31. The method of claim 29 wherein said inhibits or eliminates is achieved by addition of a cathepsin inhibitor.

32. The method of claim 29 wherein said inhibiting is achieved by blocking loading of peptides by inhibiting HLA-DM.

33. The method of claim 32 wherein said inhibiting is achieved by preventing successful antigen degradation and formation of a MHC II peptide epitope.

34. The method of claim 33 wherein said preventing is achieved by inhibiting cathepsin D or alternative proteases.

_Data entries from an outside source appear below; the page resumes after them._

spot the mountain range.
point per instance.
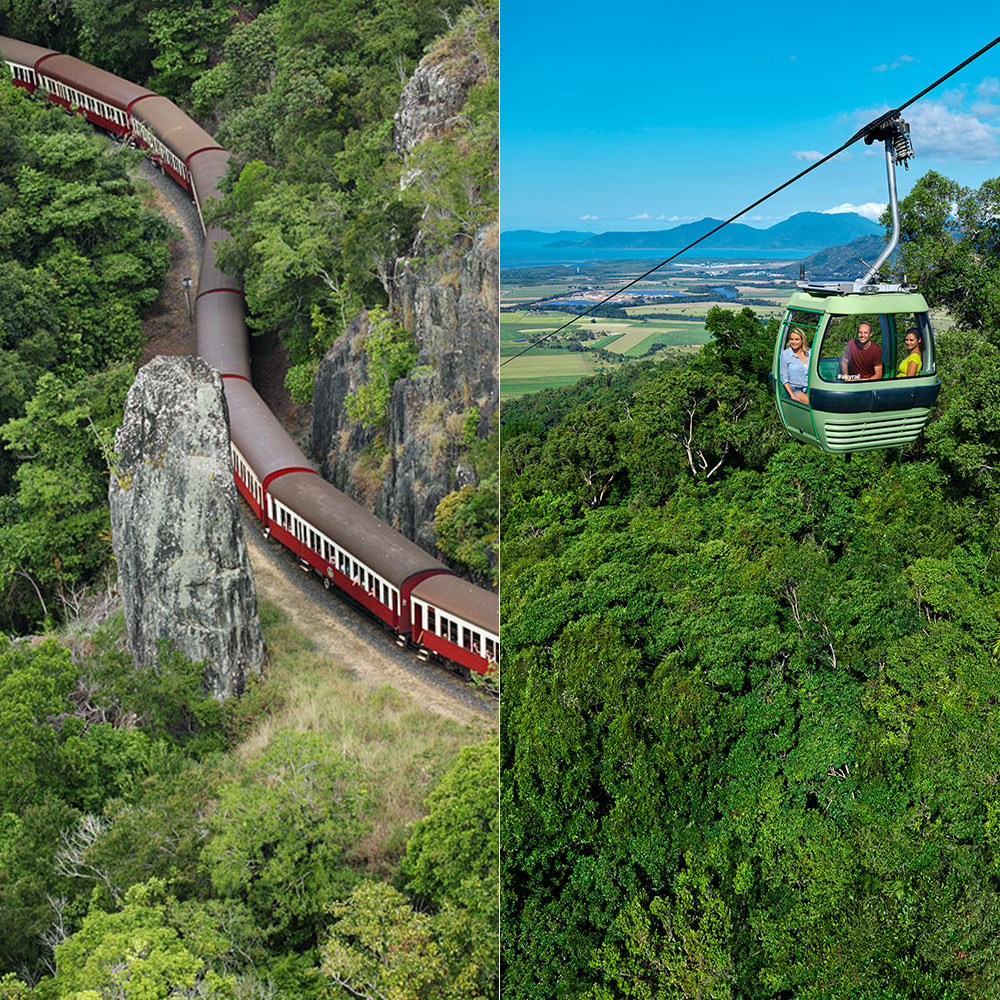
(803, 230)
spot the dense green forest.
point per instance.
(312, 838)
(750, 742)
(303, 96)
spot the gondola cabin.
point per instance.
(862, 392)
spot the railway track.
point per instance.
(336, 627)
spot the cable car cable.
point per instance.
(874, 124)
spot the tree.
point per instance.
(452, 858)
(381, 949)
(280, 833)
(949, 246)
(153, 947)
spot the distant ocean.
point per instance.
(525, 255)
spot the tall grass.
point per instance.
(401, 748)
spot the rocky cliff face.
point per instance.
(447, 297)
(183, 568)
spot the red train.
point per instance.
(417, 596)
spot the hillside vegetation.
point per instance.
(313, 838)
(751, 736)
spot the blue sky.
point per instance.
(646, 115)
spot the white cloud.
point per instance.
(901, 61)
(870, 210)
(939, 132)
(983, 109)
(990, 87)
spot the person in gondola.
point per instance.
(793, 365)
(914, 360)
(863, 357)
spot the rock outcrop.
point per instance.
(183, 568)
(447, 297)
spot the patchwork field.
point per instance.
(657, 329)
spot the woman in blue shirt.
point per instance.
(793, 365)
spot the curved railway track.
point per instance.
(336, 628)
(417, 597)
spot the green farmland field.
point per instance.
(531, 373)
(627, 338)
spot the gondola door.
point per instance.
(797, 417)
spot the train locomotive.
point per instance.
(416, 596)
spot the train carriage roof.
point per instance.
(179, 132)
(220, 322)
(23, 53)
(353, 528)
(98, 83)
(258, 434)
(458, 597)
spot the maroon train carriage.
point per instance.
(262, 449)
(21, 57)
(348, 546)
(173, 136)
(220, 322)
(413, 593)
(455, 620)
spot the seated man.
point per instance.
(862, 357)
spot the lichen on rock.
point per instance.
(183, 567)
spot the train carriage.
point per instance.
(394, 579)
(22, 57)
(457, 621)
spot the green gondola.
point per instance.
(858, 389)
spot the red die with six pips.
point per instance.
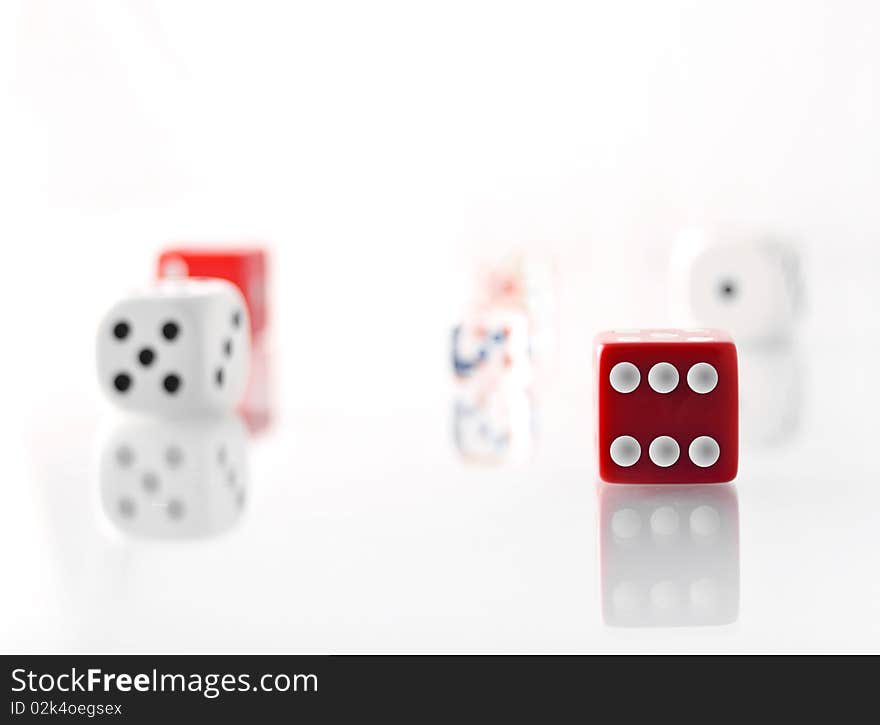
(667, 406)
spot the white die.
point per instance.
(495, 426)
(751, 287)
(178, 348)
(492, 347)
(174, 479)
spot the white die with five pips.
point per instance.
(177, 348)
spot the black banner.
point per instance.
(400, 688)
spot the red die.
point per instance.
(245, 267)
(667, 406)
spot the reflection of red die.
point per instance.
(245, 267)
(667, 406)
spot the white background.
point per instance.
(379, 148)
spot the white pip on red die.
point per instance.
(492, 347)
(178, 348)
(669, 555)
(174, 478)
(749, 286)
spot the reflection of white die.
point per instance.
(669, 555)
(180, 347)
(174, 479)
(750, 287)
(492, 346)
(495, 426)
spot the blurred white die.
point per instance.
(174, 479)
(525, 282)
(495, 426)
(669, 555)
(751, 287)
(178, 348)
(491, 347)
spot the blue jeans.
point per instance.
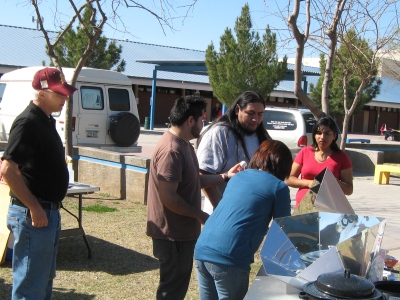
(34, 254)
(218, 281)
(176, 264)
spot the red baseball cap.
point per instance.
(52, 79)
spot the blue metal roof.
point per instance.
(24, 47)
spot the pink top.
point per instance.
(310, 167)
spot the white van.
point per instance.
(104, 107)
(292, 126)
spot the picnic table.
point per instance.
(393, 135)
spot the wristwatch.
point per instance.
(225, 177)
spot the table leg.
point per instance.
(77, 231)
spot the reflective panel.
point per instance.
(324, 195)
(299, 248)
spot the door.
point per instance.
(91, 116)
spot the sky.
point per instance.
(205, 23)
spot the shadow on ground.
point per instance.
(62, 294)
(106, 257)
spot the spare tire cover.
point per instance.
(124, 129)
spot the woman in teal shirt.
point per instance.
(235, 230)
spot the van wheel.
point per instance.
(124, 129)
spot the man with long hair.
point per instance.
(230, 139)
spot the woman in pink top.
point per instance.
(324, 153)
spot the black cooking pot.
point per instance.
(334, 286)
(389, 289)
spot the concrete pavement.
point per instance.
(368, 199)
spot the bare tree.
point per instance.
(326, 23)
(109, 12)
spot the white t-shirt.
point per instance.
(219, 151)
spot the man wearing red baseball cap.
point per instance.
(33, 166)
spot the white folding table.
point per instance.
(78, 189)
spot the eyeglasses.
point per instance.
(59, 95)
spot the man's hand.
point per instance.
(203, 217)
(235, 169)
(39, 217)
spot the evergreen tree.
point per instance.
(104, 56)
(244, 63)
(356, 66)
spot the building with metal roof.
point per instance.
(181, 71)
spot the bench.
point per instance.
(358, 140)
(382, 173)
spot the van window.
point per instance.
(119, 99)
(92, 98)
(310, 122)
(2, 88)
(279, 120)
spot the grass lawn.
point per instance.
(122, 265)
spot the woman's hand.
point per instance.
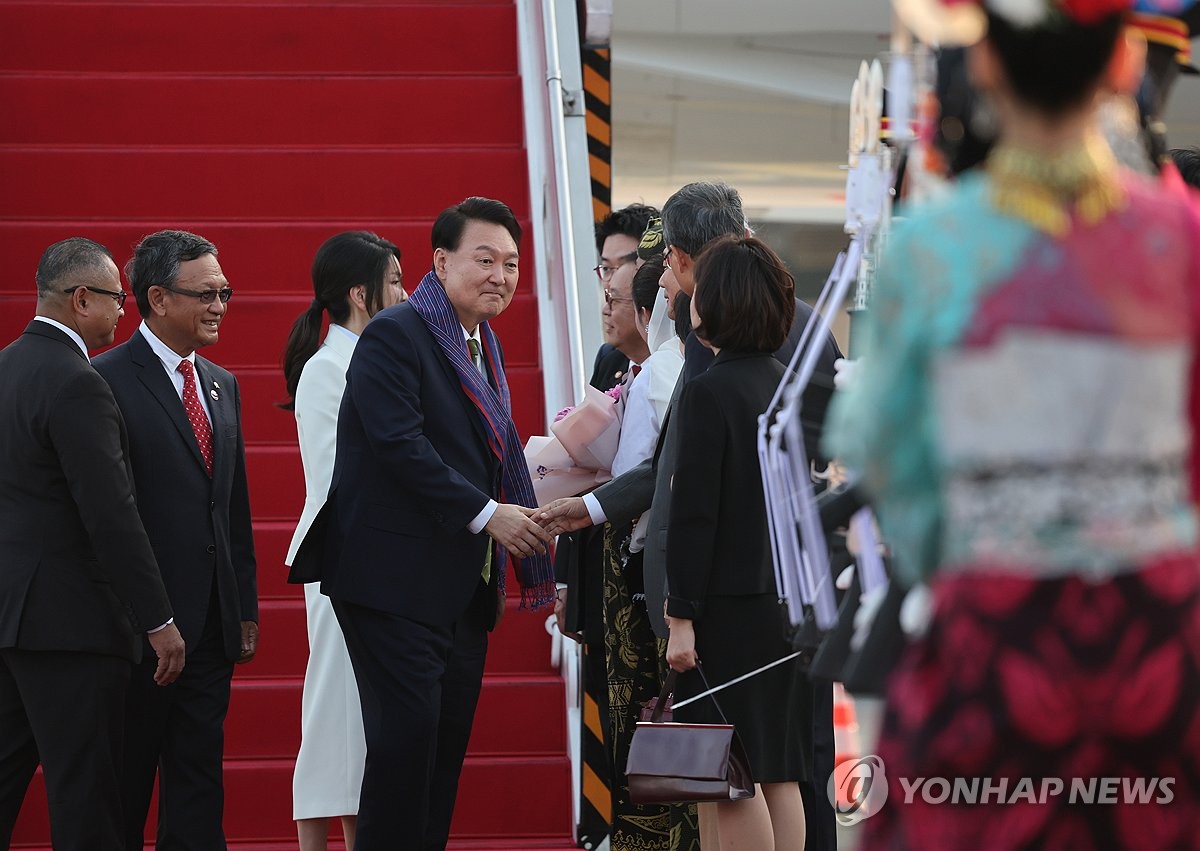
(682, 645)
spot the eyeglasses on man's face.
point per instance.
(605, 271)
(207, 297)
(118, 295)
(610, 299)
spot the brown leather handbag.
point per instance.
(671, 762)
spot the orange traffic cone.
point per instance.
(845, 732)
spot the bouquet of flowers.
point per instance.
(580, 450)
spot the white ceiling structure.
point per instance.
(756, 93)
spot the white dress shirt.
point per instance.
(71, 333)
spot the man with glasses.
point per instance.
(695, 216)
(78, 581)
(189, 460)
(617, 235)
(579, 564)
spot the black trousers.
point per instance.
(419, 687)
(178, 732)
(64, 709)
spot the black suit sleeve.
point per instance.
(87, 431)
(695, 499)
(241, 529)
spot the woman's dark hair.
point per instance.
(342, 262)
(744, 295)
(646, 288)
(1054, 67)
(451, 222)
(1187, 160)
(683, 315)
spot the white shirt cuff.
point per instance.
(481, 519)
(594, 510)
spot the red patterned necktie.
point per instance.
(196, 413)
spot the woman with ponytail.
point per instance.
(354, 275)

35. The method of claim 29 wherein said inhibiting is achieved by inhibiting transport of MHC II/peptide complexes to the cells surface.

36. The method of claim 23 wherein said agent which inhibits or eliminates effective CD4 T cell help inhibits signalling consequent to dendritic cell-CD4 T cell engagement.

37. The method of claim 36 wherein said agent is selected from a FKBP antagonist and a TOR antagonist.

38. The method of claim 37 wherein said FKBP antagonist is FK-506.

39. The method of claim 37 wherein said TOR antagonist is rapamycin.

40. The method of claim 23 wherein said pre-selected antigen is a tumor antigen, a viral antigen, a self antigen or a transplant antigen.

41. The method of claim 23 wherein said presence of at least one agent that inhibits effective CD4 T cell help comprises a monoclonal antibody to TRANCE and FK-506.